Gary school principals present improvement plans

2014-02-25T22:00:00Z 2014-02-25T22:51:25Z Gary school principals present improvement plansCarmen McCollum, (219) 662-5337

GARY | Several Gary principals outlined school improvement plans, which included increasing English and math ISTEP+ scores, improving parent involvement and stepping up professional development.

Twelve failing Gary public schools were required to present school improvement plans as a result of Indiana's school accountability law.

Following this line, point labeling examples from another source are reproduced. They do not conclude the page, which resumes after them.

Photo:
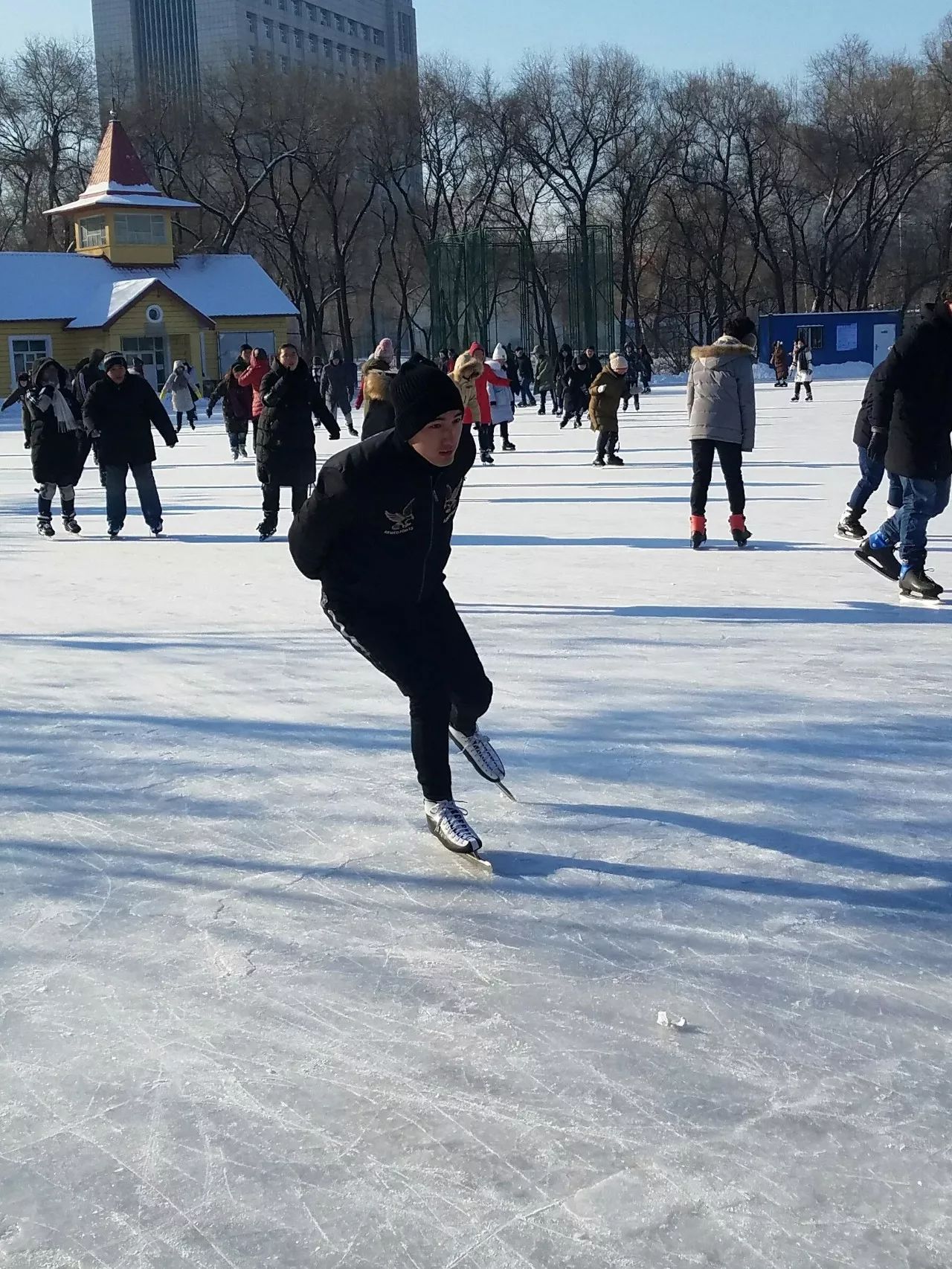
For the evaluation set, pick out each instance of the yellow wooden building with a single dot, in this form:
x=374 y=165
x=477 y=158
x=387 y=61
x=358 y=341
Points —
x=125 y=289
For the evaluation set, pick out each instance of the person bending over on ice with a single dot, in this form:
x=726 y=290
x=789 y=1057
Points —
x=871 y=470
x=912 y=422
x=120 y=413
x=286 y=447
x=376 y=532
x=605 y=399
x=179 y=388
x=722 y=414
x=57 y=443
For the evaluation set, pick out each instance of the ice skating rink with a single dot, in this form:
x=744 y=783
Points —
x=253 y=1015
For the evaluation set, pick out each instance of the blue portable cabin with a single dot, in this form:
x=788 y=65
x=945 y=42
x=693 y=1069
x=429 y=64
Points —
x=833 y=338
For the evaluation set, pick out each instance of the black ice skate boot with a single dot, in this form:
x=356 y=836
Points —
x=917 y=584
x=740 y=532
x=880 y=559
x=851 y=526
x=69 y=518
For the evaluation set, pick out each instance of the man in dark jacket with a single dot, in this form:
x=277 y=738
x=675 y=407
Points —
x=871 y=471
x=376 y=532
x=338 y=388
x=120 y=413
x=524 y=366
x=912 y=433
x=285 y=444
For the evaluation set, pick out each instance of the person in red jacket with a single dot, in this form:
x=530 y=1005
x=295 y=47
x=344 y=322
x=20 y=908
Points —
x=253 y=379
x=483 y=382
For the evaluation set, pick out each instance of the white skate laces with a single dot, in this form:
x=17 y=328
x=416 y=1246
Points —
x=479 y=751
x=450 y=824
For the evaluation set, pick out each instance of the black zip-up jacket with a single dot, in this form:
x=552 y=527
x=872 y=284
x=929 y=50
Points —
x=377 y=528
x=913 y=400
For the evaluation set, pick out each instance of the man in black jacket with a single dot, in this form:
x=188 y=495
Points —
x=120 y=413
x=376 y=532
x=871 y=471
x=912 y=434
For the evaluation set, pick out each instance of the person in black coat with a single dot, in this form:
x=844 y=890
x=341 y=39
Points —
x=871 y=471
x=575 y=393
x=912 y=434
x=376 y=532
x=57 y=443
x=120 y=413
x=338 y=386
x=285 y=447
x=564 y=363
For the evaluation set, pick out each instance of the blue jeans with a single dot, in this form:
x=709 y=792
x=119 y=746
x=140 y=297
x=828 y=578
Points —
x=871 y=472
x=922 y=501
x=116 y=494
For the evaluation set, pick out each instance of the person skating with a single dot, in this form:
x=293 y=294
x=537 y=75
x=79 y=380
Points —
x=562 y=368
x=605 y=400
x=376 y=533
x=648 y=366
x=501 y=400
x=871 y=471
x=575 y=393
x=120 y=411
x=338 y=388
x=488 y=377
x=179 y=388
x=57 y=443
x=722 y=417
x=286 y=449
x=803 y=371
x=253 y=377
x=235 y=408
x=541 y=375
x=781 y=364
x=910 y=434
x=524 y=366
x=632 y=386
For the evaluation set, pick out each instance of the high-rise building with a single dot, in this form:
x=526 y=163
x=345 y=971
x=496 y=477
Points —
x=170 y=45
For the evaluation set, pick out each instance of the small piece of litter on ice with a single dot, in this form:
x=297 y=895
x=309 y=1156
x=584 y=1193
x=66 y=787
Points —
x=666 y=1019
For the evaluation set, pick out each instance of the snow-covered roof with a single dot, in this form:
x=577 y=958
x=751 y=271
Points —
x=91 y=292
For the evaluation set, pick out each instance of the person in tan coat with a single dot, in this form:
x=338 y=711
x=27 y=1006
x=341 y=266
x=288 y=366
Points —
x=605 y=401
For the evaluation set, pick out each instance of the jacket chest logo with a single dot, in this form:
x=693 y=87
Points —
x=400 y=522
x=451 y=501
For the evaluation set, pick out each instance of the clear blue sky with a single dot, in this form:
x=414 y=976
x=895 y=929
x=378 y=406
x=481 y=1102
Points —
x=681 y=34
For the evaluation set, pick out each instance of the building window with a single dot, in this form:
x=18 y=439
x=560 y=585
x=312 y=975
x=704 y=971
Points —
x=140 y=228
x=27 y=350
x=811 y=336
x=93 y=231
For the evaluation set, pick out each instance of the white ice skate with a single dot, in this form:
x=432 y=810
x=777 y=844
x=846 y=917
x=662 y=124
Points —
x=448 y=824
x=481 y=755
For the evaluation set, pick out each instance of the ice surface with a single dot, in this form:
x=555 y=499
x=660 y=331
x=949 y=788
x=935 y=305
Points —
x=253 y=1015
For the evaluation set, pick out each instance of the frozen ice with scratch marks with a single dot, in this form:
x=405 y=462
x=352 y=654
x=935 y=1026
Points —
x=251 y=1014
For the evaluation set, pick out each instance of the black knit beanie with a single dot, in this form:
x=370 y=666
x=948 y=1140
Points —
x=420 y=393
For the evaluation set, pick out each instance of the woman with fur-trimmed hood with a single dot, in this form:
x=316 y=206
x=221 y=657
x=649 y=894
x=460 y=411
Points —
x=722 y=415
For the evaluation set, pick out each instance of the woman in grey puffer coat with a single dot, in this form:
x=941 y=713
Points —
x=722 y=411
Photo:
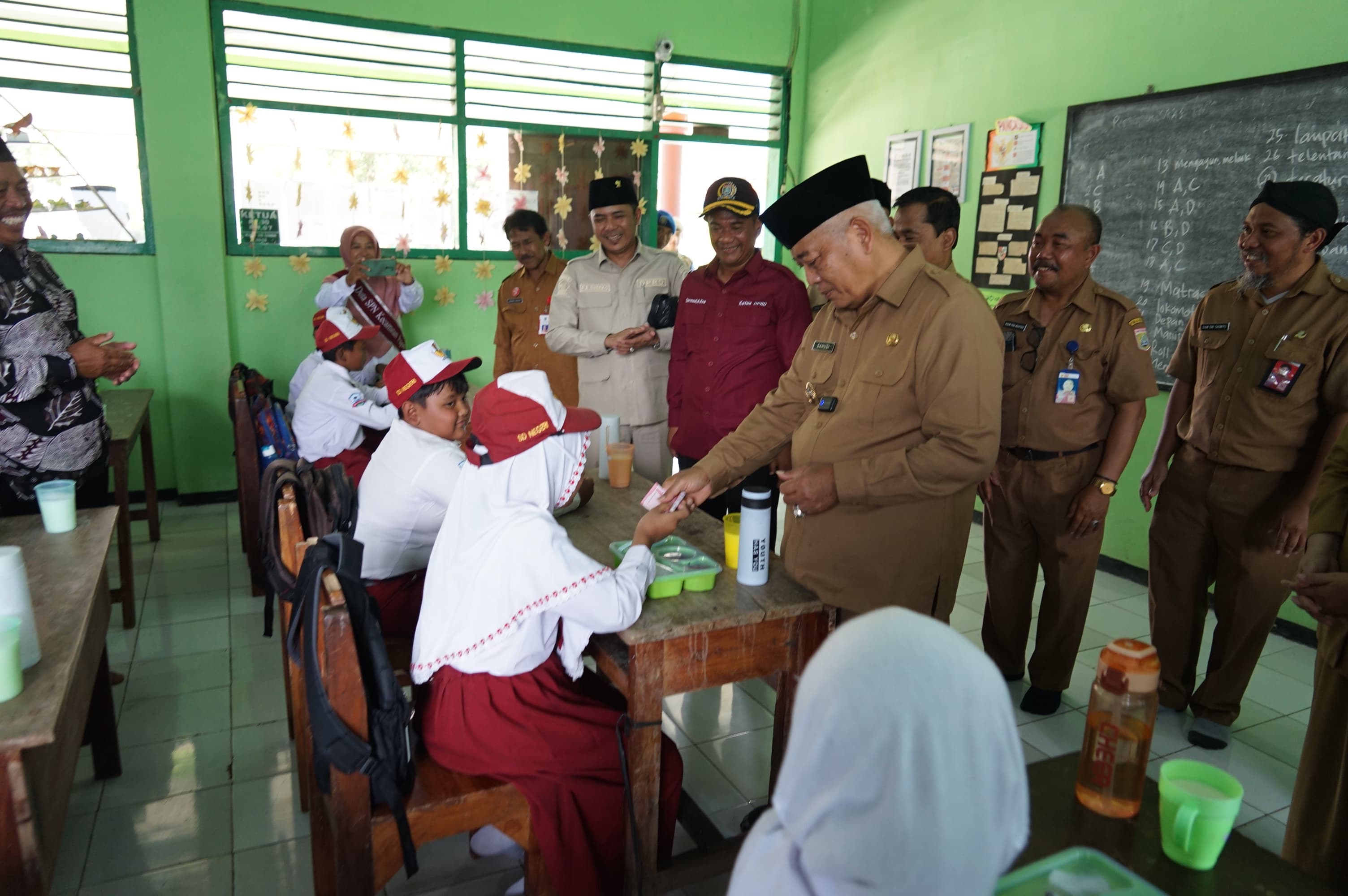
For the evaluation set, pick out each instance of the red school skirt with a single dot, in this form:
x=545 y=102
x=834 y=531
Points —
x=554 y=740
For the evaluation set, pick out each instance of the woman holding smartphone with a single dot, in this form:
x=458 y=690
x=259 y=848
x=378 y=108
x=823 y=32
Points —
x=372 y=297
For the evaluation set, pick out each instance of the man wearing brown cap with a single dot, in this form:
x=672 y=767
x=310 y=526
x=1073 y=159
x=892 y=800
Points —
x=891 y=407
x=602 y=309
x=740 y=321
x=1261 y=395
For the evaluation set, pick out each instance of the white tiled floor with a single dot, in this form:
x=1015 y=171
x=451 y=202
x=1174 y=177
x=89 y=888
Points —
x=207 y=802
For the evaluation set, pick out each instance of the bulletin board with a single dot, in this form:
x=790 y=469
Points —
x=1009 y=204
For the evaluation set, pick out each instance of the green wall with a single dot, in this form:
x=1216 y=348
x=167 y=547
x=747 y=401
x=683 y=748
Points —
x=877 y=69
x=185 y=305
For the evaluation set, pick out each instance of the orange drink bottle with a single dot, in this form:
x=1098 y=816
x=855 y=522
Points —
x=1119 y=723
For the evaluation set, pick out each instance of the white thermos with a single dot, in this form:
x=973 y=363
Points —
x=15 y=601
x=607 y=433
x=755 y=535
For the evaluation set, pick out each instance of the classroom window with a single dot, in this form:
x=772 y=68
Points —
x=69 y=65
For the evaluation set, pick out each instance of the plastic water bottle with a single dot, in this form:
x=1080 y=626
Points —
x=1119 y=724
x=755 y=537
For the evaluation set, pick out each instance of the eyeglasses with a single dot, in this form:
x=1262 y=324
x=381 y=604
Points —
x=1034 y=336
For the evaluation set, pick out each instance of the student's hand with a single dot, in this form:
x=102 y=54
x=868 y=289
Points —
x=1152 y=480
x=811 y=488
x=660 y=523
x=696 y=484
x=356 y=274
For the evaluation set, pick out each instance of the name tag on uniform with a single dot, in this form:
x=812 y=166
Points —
x=1069 y=383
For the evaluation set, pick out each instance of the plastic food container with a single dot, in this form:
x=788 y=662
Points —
x=678 y=566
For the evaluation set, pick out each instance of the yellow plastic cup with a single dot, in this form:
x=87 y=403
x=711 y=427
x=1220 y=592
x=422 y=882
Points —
x=732 y=539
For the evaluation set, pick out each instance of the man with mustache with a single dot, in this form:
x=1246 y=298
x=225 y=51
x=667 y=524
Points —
x=601 y=314
x=523 y=308
x=1261 y=395
x=1076 y=380
x=740 y=321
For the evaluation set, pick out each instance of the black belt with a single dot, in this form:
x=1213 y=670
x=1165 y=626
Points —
x=1032 y=455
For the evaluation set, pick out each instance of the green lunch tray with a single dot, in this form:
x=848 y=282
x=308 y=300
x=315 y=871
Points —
x=1075 y=872
x=678 y=566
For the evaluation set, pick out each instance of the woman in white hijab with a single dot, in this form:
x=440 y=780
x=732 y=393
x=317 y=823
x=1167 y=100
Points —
x=509 y=607
x=903 y=772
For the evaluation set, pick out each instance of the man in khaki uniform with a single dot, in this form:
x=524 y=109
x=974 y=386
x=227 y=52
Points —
x=1261 y=395
x=1318 y=827
x=1063 y=449
x=601 y=310
x=890 y=406
x=523 y=308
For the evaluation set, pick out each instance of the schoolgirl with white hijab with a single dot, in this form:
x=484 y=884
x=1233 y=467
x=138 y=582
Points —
x=912 y=788
x=509 y=605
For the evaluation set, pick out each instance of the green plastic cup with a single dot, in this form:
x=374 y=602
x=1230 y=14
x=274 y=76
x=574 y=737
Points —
x=1199 y=806
x=11 y=670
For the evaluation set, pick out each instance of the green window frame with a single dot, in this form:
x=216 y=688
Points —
x=96 y=247
x=463 y=123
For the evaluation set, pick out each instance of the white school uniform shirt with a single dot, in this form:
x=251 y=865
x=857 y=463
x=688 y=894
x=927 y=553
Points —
x=403 y=496
x=331 y=410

Individual public hearings were held Tuesday for Bailly, Beveridge, Brunswick, Jefferson, Marquette, Watson, Webster and Williams elementary schools, Dunbar-Pulaski Middle School, and Lew Wallace STEM Academy, West Side Leadership Academy and Wirt-Emerson Visual and Performing Arts high schools.

West Side Principal Terrance Little outlined goals for the school, which has earned four consecutive D's. He discussed strategies for improvement, including high expectations for culture and climate and a clean and safe environment for students to learn.

Wirt-Emerson Principal Adrian Richie talked about goals he hopes to achieve. Wirt-Emerson earned an F in 2010 and D's the last three years. By May 2014, Richie wants to increase 10th-grade English proficiency from 78 percent to 83 percent.

"The school's grade was due to the low growth rate between eighth and 10th grade in English/language arts," he said.

Richie also said tutorial programs in English/language arts and math have been established for middle and high school students.

School Board members and principals didn't mention any school closings during the meeting, but some parents pleaded for their schools to remain open.

During a public work session last week on the district's finances, Superintendent Cheryl Pruitt said the district is facing a $12.2 million deficit. She recommended closing schools to reduce the deficit.

The recommendation includes closing Lew Wallace, Webster, Dunbar-Pulaski and the Watson Boys Academy. Gary New Tech High School, currently housed in the Gary Career Center, would move to a different building, and the administration building would be relocated to a school building.

School spokeswoman Sarita Stevens said community forums would be held before any decisions are made.

Parent Theresa Martin said she has a special needs child at Dunbar-Pulaski and he is doing very well at the school.

"You get a very warm feeling when you walk in there. Please reconsider closing Dunbar," she said.